Or c’est lorsque l’inconnu prend la forme des retrouvailles, lorsque dans l’étendue s’ouvre la possibilité et la persistance d’un accord, que l’on est le plus véritablement surpris, et c’est ce qui advint.

J’ignore dans quelle mesure le livre de Jean-Christophe Bailly a joué un rôle dans la décision prise l’an dernier de quitter Paris pour revenir habiter dans la ville de mes années de formation.

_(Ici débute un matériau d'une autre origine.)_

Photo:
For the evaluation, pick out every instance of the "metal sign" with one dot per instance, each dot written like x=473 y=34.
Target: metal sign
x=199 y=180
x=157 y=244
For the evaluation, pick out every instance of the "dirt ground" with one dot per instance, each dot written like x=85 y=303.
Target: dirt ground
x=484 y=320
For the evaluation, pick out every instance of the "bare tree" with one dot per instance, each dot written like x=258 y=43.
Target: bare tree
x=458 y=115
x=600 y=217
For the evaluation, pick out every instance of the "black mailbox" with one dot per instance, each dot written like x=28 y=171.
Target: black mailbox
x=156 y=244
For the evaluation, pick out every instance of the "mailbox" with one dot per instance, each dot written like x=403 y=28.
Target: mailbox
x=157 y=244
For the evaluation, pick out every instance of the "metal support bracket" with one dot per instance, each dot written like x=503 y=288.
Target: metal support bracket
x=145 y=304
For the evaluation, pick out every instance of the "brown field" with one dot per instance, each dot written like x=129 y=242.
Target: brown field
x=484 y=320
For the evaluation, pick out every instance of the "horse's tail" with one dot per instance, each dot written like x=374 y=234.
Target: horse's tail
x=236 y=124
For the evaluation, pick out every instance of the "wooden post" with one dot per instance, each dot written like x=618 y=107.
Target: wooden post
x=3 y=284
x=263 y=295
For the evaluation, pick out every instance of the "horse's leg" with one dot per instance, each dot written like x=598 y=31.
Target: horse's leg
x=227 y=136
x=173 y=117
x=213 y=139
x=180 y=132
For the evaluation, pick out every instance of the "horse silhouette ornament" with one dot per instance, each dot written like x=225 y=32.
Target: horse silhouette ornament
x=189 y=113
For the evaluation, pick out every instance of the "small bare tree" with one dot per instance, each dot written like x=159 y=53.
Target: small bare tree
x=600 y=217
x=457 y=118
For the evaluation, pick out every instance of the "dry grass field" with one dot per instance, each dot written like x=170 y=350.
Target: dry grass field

Le relisant pour y voir plus clair, une semaine avant le grand déménagement, je constate que j’avais noté sur la page de garde

« le 17/04/10, Tschann, Paris »

soit la veille exactement du jour où, tout juste arrivés pour quelques jours à Nantes même, nous

avions évoqué cette idée de départ (ou de retour) de manière plus précise et plus décidée qu’à l’habitude.

Je me souviens qu’à l’époque je ne voyais dans Olonne qu’un brillant reflet de Nantes, identifiable à un certain nombre de traits géographiques : d’abord une situation, imaginaire certes, mais sans nul doute à l’ouest de la France (ce dont témoigne encore ce nom, Olonne, qui a son double réel et vendéen); une « forme » ensuite, la « structure » que prend la ville décrite par Bailly,

déployée en éventail autour du noyau des îles anciennes,

traversée d’est en ouest par la Sauve comme Nantes l’est par la Loire avant que le fleuve ne s’ouvre en estuaire ; et puis surtout la gémellité trouble de certains lieux (mais heureusement pas tous), qui faisait qu’au cours de ma lecture le quai de la Fosse, le Château des Ducs, la Médiathèque, le théâtre Graslin, le cours Cambronne, ou encore celui de l’Erdre (avant qu’il ne soit en partie recouvert par les Cinquante otages), se superposaient tour à tour, avec un léger tremblé, aux endroits décrits par le narrateur.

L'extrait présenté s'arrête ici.